Eurydice (Jule Böwe) would prefer to stay in Hades instead of returning to her husband Orpheus (Renato Schuch), a wannabe-Morrissey who desperately needs her back to boast his own ego.
With Schatten (Eurydike sagt) – Shadow (Eurydice Speaks) – Nobel Prize-winner Elfriede Jelinek continues to twist the cultural canon to tease out the misogyny that nestles all too comfortably in the stories we tell about tragic heroes and beautiful female trophies.

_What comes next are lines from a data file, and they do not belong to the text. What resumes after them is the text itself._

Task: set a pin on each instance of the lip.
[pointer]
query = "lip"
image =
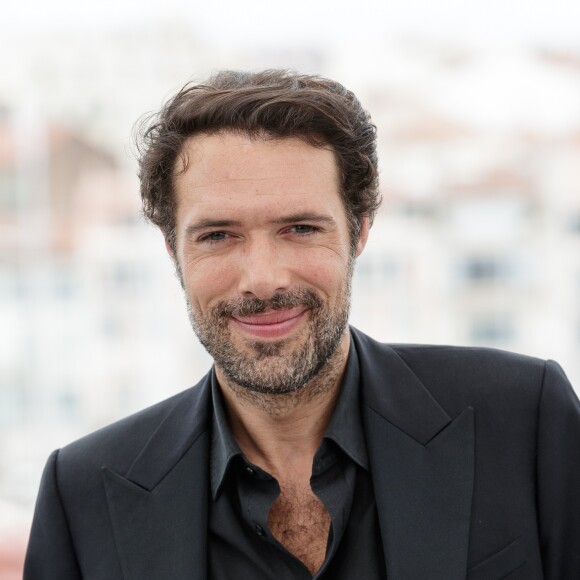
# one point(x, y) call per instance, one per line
point(272, 324)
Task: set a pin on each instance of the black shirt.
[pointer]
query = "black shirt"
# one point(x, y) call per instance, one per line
point(240, 542)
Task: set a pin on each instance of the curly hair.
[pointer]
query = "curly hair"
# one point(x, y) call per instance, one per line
point(275, 104)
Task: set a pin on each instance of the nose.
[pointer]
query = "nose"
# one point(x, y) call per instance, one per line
point(263, 270)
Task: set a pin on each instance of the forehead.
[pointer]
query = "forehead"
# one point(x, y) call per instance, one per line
point(232, 169)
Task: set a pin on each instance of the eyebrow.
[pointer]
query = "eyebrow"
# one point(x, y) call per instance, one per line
point(206, 224)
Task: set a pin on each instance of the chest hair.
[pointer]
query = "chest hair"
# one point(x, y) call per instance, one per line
point(300, 522)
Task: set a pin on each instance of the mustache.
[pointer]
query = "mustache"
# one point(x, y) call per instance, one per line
point(247, 306)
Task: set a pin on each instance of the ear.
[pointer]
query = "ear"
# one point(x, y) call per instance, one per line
point(168, 248)
point(365, 226)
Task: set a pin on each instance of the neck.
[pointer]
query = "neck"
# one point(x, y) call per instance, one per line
point(281, 432)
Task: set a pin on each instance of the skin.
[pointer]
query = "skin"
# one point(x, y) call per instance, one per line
point(258, 218)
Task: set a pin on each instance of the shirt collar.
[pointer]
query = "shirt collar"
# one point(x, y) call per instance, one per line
point(345, 427)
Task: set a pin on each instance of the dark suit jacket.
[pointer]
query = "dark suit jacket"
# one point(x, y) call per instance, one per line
point(474, 456)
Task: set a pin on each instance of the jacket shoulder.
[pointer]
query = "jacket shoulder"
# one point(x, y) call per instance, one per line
point(117, 444)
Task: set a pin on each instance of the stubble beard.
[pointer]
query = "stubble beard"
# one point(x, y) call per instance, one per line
point(257, 369)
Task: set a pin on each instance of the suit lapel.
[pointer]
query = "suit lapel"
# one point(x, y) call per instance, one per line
point(422, 464)
point(159, 508)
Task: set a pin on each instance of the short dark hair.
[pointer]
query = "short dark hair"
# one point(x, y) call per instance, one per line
point(271, 103)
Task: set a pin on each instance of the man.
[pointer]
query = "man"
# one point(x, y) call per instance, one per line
point(309, 450)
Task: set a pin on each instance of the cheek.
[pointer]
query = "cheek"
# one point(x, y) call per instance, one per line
point(207, 282)
point(328, 275)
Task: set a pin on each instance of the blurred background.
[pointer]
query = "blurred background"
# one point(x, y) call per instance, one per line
point(478, 240)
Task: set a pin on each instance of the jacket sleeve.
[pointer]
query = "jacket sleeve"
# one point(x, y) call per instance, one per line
point(558, 473)
point(50, 554)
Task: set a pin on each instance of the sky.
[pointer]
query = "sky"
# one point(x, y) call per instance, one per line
point(529, 22)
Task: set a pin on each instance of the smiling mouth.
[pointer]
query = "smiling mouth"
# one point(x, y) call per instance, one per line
point(271, 324)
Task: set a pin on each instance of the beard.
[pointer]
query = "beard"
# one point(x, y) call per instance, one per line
point(274, 367)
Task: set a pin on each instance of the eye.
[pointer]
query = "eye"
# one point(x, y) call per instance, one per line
point(214, 237)
point(303, 229)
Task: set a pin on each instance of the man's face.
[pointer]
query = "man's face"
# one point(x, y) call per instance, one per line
point(265, 256)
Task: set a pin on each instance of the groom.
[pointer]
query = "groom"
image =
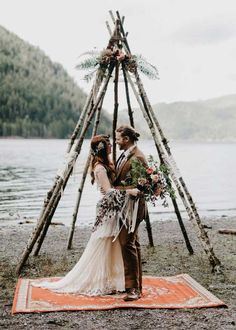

At Berlin’s Schaubühne Katie Mitchell directs this Greek myth as a slick road movie, complete with a revolving VW Beetle and zombie-eyed ferryman (Maik Solbach). After Mitchell’s recent foray into short films, working with writer Duncan MacMillan and cinematographer Chloe Thomson, she has enlisted Thomson to help create this ever-shifting film set for the stage.
In 2015’s Ophelias Zimmer, her previous collaboration with writer Alice Birch, Mitchell’s ‘live-cinema’ camera aesthetic refocused the story of a sidelined female character through a feminist lens. The aesthetics of Shadows obscure more than they reveal, however, and the production consequently lacks charm. It feels at times like the taping of a particularly ponderous TV drama.
Mitchell, in collaboration with Birch and dramaturg Nils Haarmann, sculpts a surprisingly literal narrative from the original swamp of a text. And while it is intriguing to watch how the shifting corridors and tunnels of Alex Eales’ netherworldly set add uncanny depth to that journey, it means that Böwe’s world-weary Eurydice remains trapped in a production that leaves the audience oddly untouched.